All of lore.kernel.org
 help / color / mirror / Atom feed
From: "Amanieu d'Antras" <amanieu@gmail.com>
To: Catalin Marinas <catalin.marinas@arm.com>
Cc: Mark Brown <broonie@kernel.org>,
	Steven Price <steven.price@arm.com>,
	sonicadvance1@gmail.com, Will Deacon <will@kernel.org>,
	Mark Rutland <mark.rutland@arm.com>,
	Oleg Nesterov <oleg@redhat.com>,
	Al Viro <viro@zeniv.linux.org.uk>,
	Dave Martin <Dave.Martin@arm.com>,
	Amit Daniel Kachhap <amit.kachhap@arm.com>,
	Marc Zyngier <maz@kernel.org>,
	David Brazdil <dbrazdil@google.com>,
	Jean-Philippe Brucker <jean-philippe@linaro.org>,
	Andrew Morton <akpm@linux-foundation.org>,
	Anshuman Khandual <anshuman.khandual@arm.com>,
	Gavin Shan <gshan@redhat.com>, Mike Rapoport <rppt@kernel.org>,
	Vincenzo Frascino <vincenzo.frascino@arm.com>,
	Kristina Martsenko <kristina.martsenko@arm.com>,
	Kees Cook <keescook@chromium.org>,
	Sami Tolvanen <samitolvanen@google.com>,
	Frederic Weisbecker <frederic@kernel.org>,
	Kevin Hao <haokexin@gmail.com>, Jason Yan <yanaijie@huawei.com>,
	Andrey Ignatov <rdna@fb.com>,
	Peter Collingbourne <pcc@google.com>,
	Julien Grall <julien.grall@arm.com>,
	Tian Tao <tiantao6@hisilicon.com>,
	Qais Yousef <qais.yousef@arm.com>, Jens Axboe <axboe@kernel.dk>,
	Linux ARM <linux-arm-kernel@lists.infradead.org>,
	linux-kernel@vger.kernel.org
Subject: Re: [RESEND RFC PATCH v2] arm64: Exposes support for 32-bit syscalls
Date: Fri, 12 Feb 2021 16:24:35 +0000	[thread overview]
Message-ID: <CA+y5pbTOZF9NgHdf0yG2d6GmPGqyyX400j0c=D8669WfWvk4SQ@mail.gmail.com> (raw)
In-Reply-To: <20210212132807.GC7718@arm.com>

On Fri, Feb 12, 2021 at 1:28 PM Catalin Marinas <catalin.marinas@arm.com> wrote:
> The only downside I think is that for some syscalls it's not that
> efficient. Those using struct iovec come to mind, qemu probably
> duplicates the user structures, having to copy them in both directions
> (well, the kernel compat layer does something similar).
>
> Anyway, I'm not in favour of this patch. Those binary translation tools
> need to explore the user-only options first and come up with some perf
> numbers to justify the proposal.

I'd like to elaborate Tango's point of view on this problem.
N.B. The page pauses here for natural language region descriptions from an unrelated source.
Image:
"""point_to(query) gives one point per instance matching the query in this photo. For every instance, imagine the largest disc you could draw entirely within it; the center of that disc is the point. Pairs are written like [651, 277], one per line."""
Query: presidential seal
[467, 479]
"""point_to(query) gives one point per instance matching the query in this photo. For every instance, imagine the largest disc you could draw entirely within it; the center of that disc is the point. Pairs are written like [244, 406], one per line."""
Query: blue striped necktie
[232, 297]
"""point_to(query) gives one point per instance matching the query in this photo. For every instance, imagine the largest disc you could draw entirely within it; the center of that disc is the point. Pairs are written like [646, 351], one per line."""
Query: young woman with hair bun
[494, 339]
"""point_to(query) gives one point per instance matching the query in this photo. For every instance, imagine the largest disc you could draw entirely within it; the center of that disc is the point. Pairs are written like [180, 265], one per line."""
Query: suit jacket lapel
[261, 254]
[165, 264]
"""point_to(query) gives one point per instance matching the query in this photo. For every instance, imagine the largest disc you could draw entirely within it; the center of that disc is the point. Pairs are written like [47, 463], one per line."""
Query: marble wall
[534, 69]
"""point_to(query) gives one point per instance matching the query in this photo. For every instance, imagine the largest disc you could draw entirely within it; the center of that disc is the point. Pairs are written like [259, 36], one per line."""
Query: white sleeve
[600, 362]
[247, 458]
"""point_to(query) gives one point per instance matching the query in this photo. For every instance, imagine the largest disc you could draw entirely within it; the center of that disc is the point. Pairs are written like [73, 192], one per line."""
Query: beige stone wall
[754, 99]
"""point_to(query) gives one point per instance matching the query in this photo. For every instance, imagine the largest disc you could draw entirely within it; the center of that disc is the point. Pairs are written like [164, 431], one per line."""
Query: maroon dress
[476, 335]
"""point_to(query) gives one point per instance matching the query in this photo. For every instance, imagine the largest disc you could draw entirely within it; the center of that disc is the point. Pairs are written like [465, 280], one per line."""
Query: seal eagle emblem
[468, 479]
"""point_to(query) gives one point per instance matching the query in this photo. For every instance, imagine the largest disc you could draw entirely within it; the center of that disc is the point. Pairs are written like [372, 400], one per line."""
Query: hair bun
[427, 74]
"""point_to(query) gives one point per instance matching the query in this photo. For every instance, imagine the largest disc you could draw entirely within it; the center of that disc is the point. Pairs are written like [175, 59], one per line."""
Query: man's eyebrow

Quick recap: Tango allows AArch32 programs to run on AArch64 CPUs that
don't support 32-bit mode. The primary use case is supporting 32-bit
Android apps, which means that Tango needs to be able to support the
full set of syscalls used on Android, including interfacing with many
drivers that are not in the mainline kernel. The patch proposed by
Ryan is based on the kernel patch used by Tango which can be found
here: https://github.com/Amanieu/linux/tree/tango-v5.4

Efficiency is not the concern here: copying/rearranging some bytes is
tiny compared to the cost of a syscall. The main concern is
correctness: there are many cases where userspace does not have the
information or the capabilities needed to ensure that the 32-bit
syscall ABI is correctly emulated.

There are two distinct parts to this: compat syscall emulation and
mmap address selection. I will address each separately.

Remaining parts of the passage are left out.